Покупка яхты была единственным безрассудством в жизни Малкольма, единственным случаем, когда он отбросил все и всяческие доводы здравого смысла.
И лишь через два года после того, как Тео затопил яхту, акции взлетели в цене, словно ракета. Теперь-то Малкольм знал все об Ай-Би-Эм, но в те времена никто ничего об этой компании не слыхал. Хуже всего было то, что отец Малкольма, как он теперь догадывался, знал кое-что о том, что может произойти с компанией, но, вместо того чтобы хоть как-то объяснить это сыну, просто сказал: «Вот эти ты храни», а потом умер. Так и не нашел времени объяснить, что к чему. Это было ошибкой, которую Малкольм не хотел повторить в отношении Тео. Конечно, у него нет ничего, равного тем акциям по ценности. Когда Малкольм получил то, что причиталось по отцовским сберегательным облигациям, он вложил все это в акции Вулворта, чья сеть магазинов казалась тогда такой же стабильной, как американский доллар. Но все пошло к чертям собачьим. Малкольм должен быть уверен, что Тео будет знать, что делать с депозитным счетом и индивидуальным пенсионным счетом. За дом выплачено все до последнего цента, как и за пятую часть рыбачьего домика. Тут все яснее ясного. Если бы только папа тогда просто объяснил ему…

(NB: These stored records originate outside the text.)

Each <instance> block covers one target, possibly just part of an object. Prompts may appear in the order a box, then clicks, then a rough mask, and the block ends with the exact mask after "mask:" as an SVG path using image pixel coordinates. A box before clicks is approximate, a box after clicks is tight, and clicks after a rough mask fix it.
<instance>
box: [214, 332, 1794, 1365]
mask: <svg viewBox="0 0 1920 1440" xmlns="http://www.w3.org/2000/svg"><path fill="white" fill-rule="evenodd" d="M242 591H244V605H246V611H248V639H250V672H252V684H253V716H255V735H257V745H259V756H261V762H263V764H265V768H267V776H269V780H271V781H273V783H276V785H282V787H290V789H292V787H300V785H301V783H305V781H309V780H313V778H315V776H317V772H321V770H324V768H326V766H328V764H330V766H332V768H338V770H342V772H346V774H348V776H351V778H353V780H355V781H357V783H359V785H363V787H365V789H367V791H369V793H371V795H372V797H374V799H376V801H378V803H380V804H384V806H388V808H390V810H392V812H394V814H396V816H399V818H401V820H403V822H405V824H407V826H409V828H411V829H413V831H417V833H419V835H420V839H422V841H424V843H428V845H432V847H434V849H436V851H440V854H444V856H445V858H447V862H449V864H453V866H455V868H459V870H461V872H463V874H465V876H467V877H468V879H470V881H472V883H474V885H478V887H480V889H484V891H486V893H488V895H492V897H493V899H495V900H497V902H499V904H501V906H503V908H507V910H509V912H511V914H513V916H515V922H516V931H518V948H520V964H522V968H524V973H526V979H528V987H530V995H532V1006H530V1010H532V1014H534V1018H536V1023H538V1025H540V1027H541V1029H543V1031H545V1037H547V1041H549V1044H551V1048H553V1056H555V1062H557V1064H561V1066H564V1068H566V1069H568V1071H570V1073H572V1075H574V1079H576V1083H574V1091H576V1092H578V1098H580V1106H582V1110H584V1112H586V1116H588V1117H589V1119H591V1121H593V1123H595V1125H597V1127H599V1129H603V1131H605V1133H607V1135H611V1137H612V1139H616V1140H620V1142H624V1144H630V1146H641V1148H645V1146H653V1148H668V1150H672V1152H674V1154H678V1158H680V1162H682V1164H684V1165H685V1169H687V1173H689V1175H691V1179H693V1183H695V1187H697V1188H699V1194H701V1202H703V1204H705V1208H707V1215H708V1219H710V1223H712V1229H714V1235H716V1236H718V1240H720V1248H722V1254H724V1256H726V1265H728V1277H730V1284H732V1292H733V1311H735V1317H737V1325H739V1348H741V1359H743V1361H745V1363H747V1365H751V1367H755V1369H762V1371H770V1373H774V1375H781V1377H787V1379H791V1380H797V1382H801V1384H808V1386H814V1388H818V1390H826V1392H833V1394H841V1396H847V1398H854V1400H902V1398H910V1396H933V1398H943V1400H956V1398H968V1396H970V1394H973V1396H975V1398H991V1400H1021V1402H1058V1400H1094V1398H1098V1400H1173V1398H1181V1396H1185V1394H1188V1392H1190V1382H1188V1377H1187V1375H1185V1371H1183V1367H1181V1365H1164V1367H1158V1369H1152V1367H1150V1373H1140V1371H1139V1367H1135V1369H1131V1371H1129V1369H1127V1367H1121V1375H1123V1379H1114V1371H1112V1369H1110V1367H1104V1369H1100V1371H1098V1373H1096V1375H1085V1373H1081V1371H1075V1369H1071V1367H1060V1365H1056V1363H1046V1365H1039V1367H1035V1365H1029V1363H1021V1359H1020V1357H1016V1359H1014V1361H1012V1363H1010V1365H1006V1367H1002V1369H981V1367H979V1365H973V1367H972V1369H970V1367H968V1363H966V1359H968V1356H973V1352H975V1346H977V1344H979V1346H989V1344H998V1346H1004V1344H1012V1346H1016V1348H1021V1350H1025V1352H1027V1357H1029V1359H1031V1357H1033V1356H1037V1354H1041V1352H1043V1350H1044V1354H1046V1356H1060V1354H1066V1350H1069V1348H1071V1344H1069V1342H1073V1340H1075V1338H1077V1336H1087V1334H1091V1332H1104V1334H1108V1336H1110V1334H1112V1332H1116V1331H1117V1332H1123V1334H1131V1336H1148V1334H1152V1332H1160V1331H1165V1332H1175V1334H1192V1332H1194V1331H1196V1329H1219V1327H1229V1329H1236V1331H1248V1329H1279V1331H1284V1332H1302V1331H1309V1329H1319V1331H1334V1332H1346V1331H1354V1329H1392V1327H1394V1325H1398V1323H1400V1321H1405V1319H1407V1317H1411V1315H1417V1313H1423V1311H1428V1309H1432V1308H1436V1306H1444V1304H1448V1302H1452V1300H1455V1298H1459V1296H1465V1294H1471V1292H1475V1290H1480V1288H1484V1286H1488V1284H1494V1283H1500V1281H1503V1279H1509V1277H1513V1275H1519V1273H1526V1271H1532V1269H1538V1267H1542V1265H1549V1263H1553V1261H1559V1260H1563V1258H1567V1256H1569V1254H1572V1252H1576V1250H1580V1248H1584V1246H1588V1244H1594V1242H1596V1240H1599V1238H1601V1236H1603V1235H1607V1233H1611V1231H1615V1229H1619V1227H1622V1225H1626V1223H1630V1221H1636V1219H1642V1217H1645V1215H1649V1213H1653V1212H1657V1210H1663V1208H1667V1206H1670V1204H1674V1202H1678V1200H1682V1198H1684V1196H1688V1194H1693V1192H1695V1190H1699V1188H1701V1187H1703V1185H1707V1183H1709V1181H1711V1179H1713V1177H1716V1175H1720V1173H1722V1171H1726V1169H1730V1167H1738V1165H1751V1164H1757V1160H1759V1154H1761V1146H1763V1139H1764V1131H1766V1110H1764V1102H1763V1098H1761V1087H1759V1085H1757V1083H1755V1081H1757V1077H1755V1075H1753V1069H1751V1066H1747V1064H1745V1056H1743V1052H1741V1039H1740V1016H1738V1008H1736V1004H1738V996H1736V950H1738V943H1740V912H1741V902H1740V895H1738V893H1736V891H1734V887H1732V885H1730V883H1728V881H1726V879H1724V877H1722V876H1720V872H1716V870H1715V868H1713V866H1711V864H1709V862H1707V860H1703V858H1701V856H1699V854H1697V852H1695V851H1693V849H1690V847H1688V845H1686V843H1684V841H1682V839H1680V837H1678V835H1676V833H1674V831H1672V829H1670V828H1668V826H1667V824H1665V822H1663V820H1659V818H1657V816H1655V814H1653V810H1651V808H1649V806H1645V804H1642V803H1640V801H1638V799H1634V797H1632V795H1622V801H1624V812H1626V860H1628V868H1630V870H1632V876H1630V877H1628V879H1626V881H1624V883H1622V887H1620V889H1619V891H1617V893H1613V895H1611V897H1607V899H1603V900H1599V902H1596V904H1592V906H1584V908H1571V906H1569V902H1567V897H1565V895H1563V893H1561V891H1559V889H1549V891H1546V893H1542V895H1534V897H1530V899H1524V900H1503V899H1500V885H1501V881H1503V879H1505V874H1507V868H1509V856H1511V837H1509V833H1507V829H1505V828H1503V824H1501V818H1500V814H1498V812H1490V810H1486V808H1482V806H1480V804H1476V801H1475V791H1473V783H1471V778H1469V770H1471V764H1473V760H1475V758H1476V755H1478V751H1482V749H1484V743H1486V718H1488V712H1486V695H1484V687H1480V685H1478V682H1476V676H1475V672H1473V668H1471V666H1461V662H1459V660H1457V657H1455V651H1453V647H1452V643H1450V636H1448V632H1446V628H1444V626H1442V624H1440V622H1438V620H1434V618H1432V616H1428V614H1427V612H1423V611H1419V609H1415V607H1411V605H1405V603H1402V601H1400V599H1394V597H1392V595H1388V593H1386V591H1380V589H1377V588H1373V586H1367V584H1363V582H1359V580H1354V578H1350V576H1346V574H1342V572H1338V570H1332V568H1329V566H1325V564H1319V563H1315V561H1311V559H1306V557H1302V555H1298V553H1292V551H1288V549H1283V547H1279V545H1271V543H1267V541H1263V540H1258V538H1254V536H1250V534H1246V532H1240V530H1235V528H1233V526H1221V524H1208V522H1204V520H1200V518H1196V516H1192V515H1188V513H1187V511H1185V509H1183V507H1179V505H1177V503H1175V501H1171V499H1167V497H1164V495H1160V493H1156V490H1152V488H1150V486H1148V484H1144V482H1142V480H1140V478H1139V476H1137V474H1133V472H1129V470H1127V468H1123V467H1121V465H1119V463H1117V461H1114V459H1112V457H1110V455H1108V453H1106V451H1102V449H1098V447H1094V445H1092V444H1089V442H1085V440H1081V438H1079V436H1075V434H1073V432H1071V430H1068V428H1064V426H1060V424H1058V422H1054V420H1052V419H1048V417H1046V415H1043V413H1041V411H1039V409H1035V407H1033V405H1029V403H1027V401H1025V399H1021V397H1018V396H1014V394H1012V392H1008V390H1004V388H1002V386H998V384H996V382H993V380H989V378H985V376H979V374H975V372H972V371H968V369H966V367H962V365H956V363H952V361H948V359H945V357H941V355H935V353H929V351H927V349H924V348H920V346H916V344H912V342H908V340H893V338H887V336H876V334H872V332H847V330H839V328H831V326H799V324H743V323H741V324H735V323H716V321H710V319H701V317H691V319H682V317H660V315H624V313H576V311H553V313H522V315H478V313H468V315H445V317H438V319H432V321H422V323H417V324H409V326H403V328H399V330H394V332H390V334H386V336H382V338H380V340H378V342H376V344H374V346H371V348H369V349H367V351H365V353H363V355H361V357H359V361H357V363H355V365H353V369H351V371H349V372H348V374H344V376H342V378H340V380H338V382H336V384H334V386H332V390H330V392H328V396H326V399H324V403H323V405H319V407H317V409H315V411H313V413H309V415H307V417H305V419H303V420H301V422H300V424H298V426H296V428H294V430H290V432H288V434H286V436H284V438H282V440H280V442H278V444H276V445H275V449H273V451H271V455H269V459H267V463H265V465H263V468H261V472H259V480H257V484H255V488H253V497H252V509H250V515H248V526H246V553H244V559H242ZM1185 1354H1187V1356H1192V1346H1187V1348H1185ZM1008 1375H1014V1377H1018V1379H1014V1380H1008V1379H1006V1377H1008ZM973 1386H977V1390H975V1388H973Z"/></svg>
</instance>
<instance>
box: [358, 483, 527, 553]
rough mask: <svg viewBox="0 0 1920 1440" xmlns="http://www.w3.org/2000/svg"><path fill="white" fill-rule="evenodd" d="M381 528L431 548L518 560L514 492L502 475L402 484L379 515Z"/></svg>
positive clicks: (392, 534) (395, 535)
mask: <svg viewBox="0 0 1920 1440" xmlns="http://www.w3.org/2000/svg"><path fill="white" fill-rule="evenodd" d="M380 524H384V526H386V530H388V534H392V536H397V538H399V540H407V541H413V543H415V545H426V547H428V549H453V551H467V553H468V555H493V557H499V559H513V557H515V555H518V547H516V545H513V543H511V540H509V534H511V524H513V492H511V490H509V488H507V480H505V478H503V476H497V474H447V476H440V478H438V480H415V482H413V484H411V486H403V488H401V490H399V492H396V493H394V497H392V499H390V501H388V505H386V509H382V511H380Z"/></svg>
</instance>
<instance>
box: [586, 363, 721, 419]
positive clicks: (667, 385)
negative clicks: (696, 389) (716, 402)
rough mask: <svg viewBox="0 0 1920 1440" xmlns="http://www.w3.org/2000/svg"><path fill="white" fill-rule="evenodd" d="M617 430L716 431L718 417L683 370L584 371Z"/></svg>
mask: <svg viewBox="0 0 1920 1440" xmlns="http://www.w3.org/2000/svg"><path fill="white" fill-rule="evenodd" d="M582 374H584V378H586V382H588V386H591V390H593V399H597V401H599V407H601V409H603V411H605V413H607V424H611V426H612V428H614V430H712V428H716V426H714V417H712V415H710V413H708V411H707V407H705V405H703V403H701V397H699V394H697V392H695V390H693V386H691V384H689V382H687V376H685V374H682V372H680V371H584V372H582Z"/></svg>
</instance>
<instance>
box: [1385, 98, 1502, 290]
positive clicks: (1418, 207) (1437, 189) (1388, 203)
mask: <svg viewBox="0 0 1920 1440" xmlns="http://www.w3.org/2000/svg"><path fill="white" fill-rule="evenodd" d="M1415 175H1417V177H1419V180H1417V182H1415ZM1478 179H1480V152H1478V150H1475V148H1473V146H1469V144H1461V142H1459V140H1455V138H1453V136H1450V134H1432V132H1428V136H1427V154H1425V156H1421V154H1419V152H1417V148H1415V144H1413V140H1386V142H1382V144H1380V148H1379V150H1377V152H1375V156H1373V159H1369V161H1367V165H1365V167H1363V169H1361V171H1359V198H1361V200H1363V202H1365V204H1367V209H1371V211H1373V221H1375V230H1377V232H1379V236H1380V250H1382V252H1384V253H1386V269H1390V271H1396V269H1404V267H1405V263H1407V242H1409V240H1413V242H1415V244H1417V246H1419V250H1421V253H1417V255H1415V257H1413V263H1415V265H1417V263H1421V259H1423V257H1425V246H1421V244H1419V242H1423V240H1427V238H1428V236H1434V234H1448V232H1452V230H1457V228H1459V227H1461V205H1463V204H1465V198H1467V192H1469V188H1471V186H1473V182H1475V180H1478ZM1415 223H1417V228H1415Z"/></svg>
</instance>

Десять лет — это по меньшей мере! — Малкольм брал газету с собой в гостиную или в крытый переход и, пока Дот мыла посуду после ужина, подсчитывал, сколько стоили бы теперь их акции. Это было его расплатой и наказанием, как и то, что покалеченная яхта стояла на заднем дворе, где он волей-неволей должен был смотреть на нее изо дня в день. Он следил за стоимостью акций Ай-Би-Эм до тех пор, пока, наконец, по его подсчетам, он уже во второй раз мог бы стать миллионером. Тогда он бросил это дело.